# New Holland TL90A Electronics Died



## NH Ed (Feb 4, 2021)

I have a New Holland TL90A and the electronics are totally dead on it. The dash lights and radio won't come on like normal when the key is turned on. the volt meter shows 12 volts on the battery and the monitors that are wired directly to the battery work like normal.
I have had issues with the electronics for a while. the brake warning light and buzzer come on at random times. there have been times when the dash lights went off for a second and then came back on and everything acted fine. Right before everything went totally dead, a few dash lights came on then went off again.
I can't imagine fuses are the problem since the dash lights have always come back on in the past but will check those.
Can this be (for lack of a better term) the mother board is bad?
Anyone had a similar problem?
PS-the dash light almost always shows the tractor is in 4 wheel drive even when it's not.
Thanks in advance for any help.


----------



## LouNY (Dec 15, 2016)

You may have a couple of inline fuses at the battery cable connectors.It is a poor place to have them because of the corrosion
that always seems to happen next to the battery. I'd suggest removing and cleaning your battery connections both positive and negative.
Then follow the main harness back towards the dash, disconnecting cleaning and greasing every connector till you get to the back of the dash.


----------



## BigT (Sep 15, 2014)

Attached link is for a TL90 Fuse Box diagram:









New Holland TL70, TL80, TL90, TL100 Fuse Box Diagram


Without a Cab With a Cab No. A Circuits Protected 1 10 With Power Shuttle: Power Shuttle circuit, (+ key) 2 5 Without Power




knigaproavto.ru


----------



## BigT (Sep 15, 2014)

If you were having problems with the dash lights sporadically going out, you may have a defective ignition switch.


----------



## NH Ed (Feb 4, 2021)

BigT said:


> If you were having problems with the dash lights sporadically going out, you may have a defective ignition switch.

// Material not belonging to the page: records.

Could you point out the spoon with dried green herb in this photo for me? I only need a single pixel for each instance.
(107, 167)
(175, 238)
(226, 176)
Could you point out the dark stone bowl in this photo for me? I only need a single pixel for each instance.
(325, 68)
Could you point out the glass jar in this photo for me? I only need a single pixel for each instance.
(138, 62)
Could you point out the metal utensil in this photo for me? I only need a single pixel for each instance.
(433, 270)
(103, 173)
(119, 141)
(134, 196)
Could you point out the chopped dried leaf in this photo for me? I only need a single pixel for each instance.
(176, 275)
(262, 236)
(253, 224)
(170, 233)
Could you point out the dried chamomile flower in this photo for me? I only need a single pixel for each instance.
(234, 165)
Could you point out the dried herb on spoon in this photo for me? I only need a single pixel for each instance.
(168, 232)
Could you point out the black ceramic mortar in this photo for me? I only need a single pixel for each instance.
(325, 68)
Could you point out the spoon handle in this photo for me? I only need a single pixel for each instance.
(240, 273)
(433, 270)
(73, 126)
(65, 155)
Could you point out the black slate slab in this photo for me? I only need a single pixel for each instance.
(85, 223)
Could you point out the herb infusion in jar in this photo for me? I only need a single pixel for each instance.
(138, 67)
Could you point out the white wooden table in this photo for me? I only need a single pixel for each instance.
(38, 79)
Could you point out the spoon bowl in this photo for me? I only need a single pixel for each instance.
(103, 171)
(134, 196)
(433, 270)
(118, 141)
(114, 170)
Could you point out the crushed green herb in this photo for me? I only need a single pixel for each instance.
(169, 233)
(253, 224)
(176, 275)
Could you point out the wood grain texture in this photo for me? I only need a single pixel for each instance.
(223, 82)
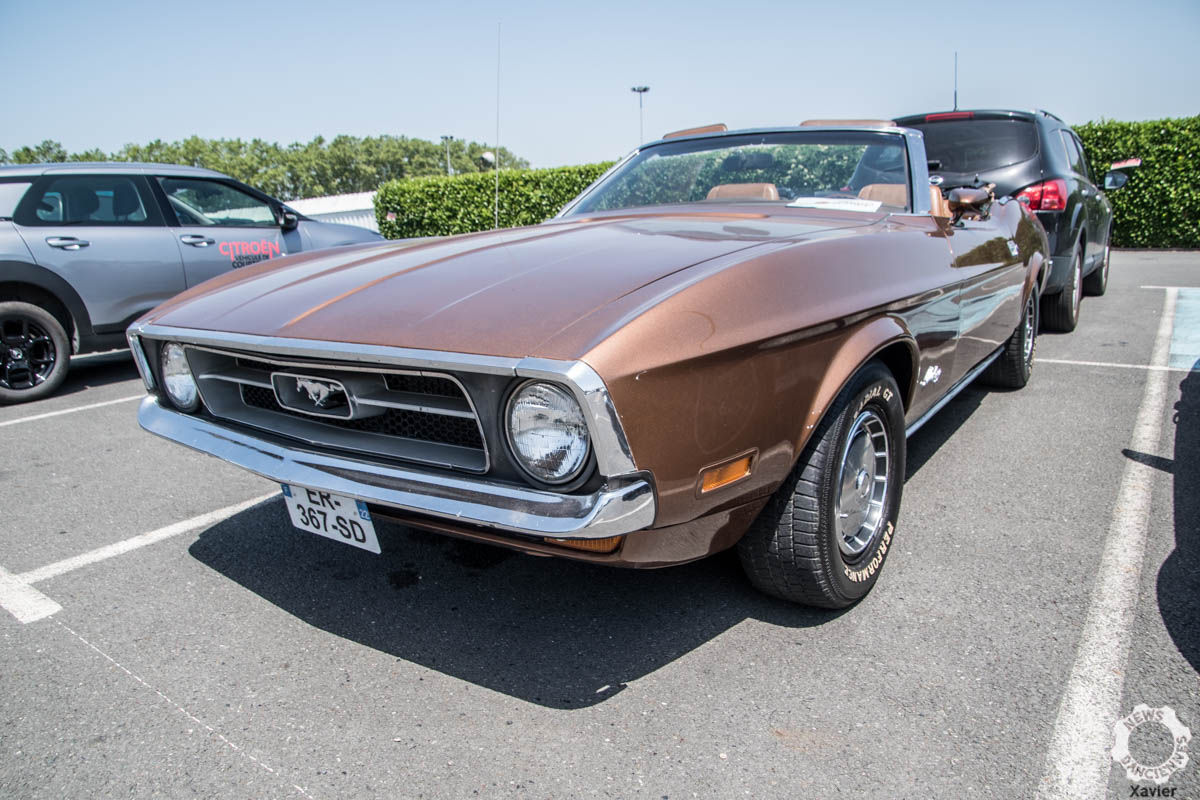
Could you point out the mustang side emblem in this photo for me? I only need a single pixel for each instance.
(323, 394)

Thanks everyone for your suggestions. I did clean the battery connections and had to replace the ignition switch about a year ago because it fell apart. Will double check it though.


----------



## Fedup (Feb 25, 2014)

Electrical problems are no surprise with those tractors. The parts list does show both a 40 and 50 amp maxi fuse on most serial number tractors. I'm not sure where it is, probably under a panel somewhere near the other fuses and relays. The lists posted above won't help much since the TL90A is quite a bit different from the TL90. I'm pretty sure the power feeds to the cab and instruments all stem from the starter solenoid post with the positive battery cable. 

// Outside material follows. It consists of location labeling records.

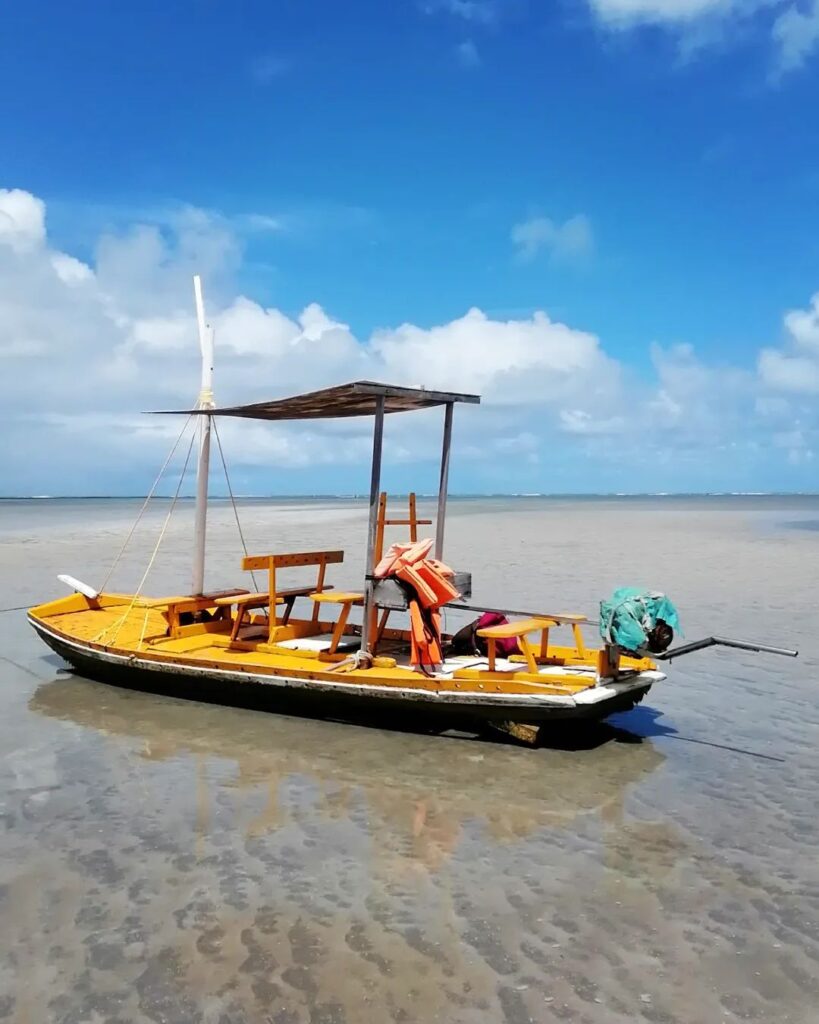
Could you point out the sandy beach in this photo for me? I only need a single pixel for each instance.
(171, 861)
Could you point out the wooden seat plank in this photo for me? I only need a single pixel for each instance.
(338, 597)
(518, 629)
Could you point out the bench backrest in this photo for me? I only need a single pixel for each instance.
(272, 562)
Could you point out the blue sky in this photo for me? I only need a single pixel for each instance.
(642, 171)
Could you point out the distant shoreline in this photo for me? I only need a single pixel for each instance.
(556, 496)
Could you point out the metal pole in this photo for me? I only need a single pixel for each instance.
(444, 479)
(375, 491)
(205, 401)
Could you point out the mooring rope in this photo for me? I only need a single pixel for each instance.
(145, 504)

As for a major "mother board" problem, I seriously doubt it. Yes the computer controls many of the electrical functions, but it has only a small memory circuit that's battery live. The rest gets turned on with the key same as the instruments. If the gauges, warning lights, bells and whistles don't come on with key on. it's more likely a connection issue in the power feed. probably below the instruments and in the fusebox/steering column area. 

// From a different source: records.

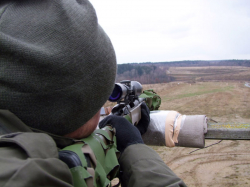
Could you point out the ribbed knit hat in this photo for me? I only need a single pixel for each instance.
(57, 65)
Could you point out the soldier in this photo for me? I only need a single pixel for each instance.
(58, 68)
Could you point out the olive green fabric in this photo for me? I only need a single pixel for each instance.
(142, 166)
(31, 159)
(56, 63)
(103, 155)
(153, 100)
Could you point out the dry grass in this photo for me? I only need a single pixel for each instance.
(221, 101)
(224, 100)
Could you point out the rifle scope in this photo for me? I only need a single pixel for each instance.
(125, 90)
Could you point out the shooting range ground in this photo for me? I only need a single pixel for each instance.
(226, 103)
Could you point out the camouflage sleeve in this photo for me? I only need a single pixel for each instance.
(142, 166)
(31, 163)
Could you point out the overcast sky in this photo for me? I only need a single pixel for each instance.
(170, 30)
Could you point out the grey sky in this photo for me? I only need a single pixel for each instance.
(170, 30)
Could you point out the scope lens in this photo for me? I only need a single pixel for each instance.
(116, 94)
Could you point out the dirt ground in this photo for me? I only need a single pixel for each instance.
(224, 164)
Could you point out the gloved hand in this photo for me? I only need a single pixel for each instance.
(145, 119)
(126, 133)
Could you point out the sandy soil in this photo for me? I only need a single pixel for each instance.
(224, 164)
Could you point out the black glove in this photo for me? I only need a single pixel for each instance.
(145, 119)
(126, 133)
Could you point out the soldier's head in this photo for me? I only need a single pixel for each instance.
(58, 66)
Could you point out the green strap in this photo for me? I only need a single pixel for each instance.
(77, 148)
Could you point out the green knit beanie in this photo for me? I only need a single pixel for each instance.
(57, 65)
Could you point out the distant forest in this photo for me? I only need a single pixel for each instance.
(151, 73)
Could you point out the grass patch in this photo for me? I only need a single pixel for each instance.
(198, 93)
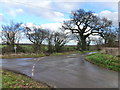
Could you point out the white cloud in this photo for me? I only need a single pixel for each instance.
(1, 17)
(110, 15)
(52, 26)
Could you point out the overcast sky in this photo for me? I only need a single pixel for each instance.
(51, 13)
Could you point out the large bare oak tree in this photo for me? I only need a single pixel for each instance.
(85, 23)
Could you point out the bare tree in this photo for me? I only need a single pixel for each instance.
(36, 36)
(11, 33)
(98, 42)
(110, 35)
(60, 39)
(49, 39)
(85, 24)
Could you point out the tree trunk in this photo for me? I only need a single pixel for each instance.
(83, 44)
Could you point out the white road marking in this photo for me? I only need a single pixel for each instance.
(33, 67)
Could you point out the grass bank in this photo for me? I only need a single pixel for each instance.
(33, 55)
(104, 60)
(15, 80)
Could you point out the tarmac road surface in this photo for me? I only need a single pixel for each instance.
(67, 71)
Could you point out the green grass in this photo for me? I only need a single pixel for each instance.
(15, 80)
(33, 55)
(105, 60)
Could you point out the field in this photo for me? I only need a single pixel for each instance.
(104, 60)
(15, 80)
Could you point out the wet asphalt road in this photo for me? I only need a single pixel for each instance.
(68, 71)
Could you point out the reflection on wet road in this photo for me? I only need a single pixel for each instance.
(68, 71)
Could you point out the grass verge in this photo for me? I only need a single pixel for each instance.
(104, 60)
(15, 80)
(32, 55)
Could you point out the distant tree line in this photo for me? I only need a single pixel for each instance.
(82, 25)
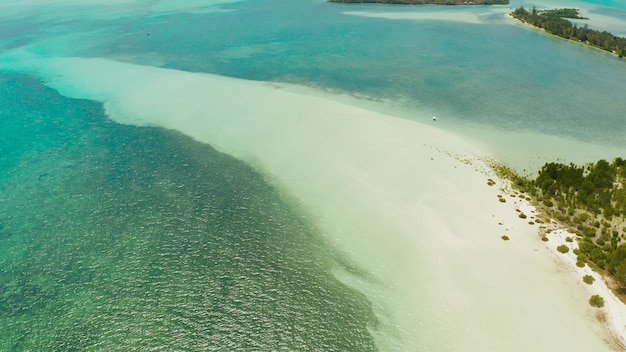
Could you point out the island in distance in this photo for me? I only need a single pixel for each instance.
(427, 2)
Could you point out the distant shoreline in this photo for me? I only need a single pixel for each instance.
(556, 22)
(426, 2)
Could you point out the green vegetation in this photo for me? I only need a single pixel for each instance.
(596, 301)
(588, 279)
(427, 2)
(591, 200)
(554, 21)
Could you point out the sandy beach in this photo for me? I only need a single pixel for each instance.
(407, 203)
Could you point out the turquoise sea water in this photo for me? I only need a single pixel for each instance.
(123, 238)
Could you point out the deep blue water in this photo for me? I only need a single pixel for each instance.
(124, 238)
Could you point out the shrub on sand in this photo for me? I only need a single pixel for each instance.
(596, 301)
(588, 279)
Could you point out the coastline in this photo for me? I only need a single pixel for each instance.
(406, 202)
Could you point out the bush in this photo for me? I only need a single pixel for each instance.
(562, 248)
(596, 301)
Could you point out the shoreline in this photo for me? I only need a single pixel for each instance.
(613, 314)
(408, 203)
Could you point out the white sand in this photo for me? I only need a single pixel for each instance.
(477, 15)
(405, 201)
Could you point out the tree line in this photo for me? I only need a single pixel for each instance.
(555, 22)
(591, 199)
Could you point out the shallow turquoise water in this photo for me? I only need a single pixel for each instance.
(118, 238)
(123, 238)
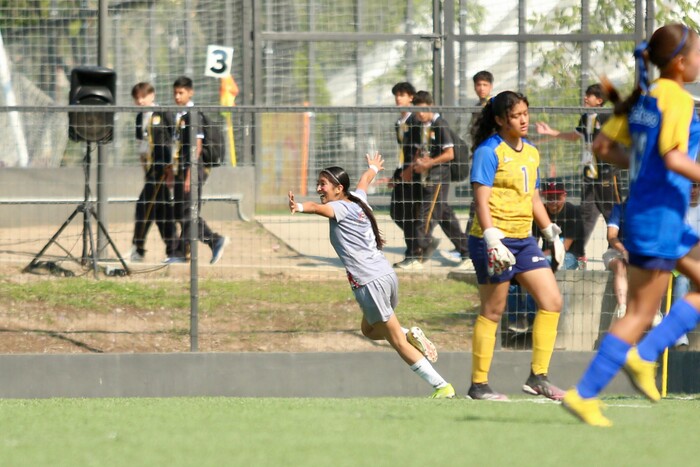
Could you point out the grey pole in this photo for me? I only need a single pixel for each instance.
(102, 34)
(194, 231)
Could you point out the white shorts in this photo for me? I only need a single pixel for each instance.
(610, 255)
(378, 298)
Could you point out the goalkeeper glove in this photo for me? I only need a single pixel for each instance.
(551, 233)
(499, 257)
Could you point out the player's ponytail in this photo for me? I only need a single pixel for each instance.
(665, 44)
(339, 177)
(497, 106)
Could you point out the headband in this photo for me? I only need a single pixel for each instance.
(680, 45)
(641, 65)
(333, 177)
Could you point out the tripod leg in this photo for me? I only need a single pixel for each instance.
(87, 225)
(109, 239)
(53, 239)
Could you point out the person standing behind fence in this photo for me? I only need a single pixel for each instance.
(600, 190)
(505, 179)
(434, 152)
(355, 237)
(568, 217)
(615, 259)
(405, 194)
(483, 87)
(154, 133)
(659, 122)
(183, 90)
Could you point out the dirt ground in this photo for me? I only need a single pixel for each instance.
(33, 327)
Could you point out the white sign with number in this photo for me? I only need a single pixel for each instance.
(219, 59)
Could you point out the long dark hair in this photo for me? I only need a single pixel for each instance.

As for the 4WD light on all the time, that's probably the pressure switch on the pressure line to the 4WD clutch drive. The clutch is spring loaded to 4WD and takes hydraulic pressure to disengage. That pressure (when present) opens the switch and turns out the light. If you crawl under the tractor and look at the lines near the drop box, you should be able to spot the pressure switch. It will most likely be wet and leaking while running. Those switches are known to leak when they fail.


----------



## NH Ed (Feb 4, 2021)

Thanks so much for all of your help.


----------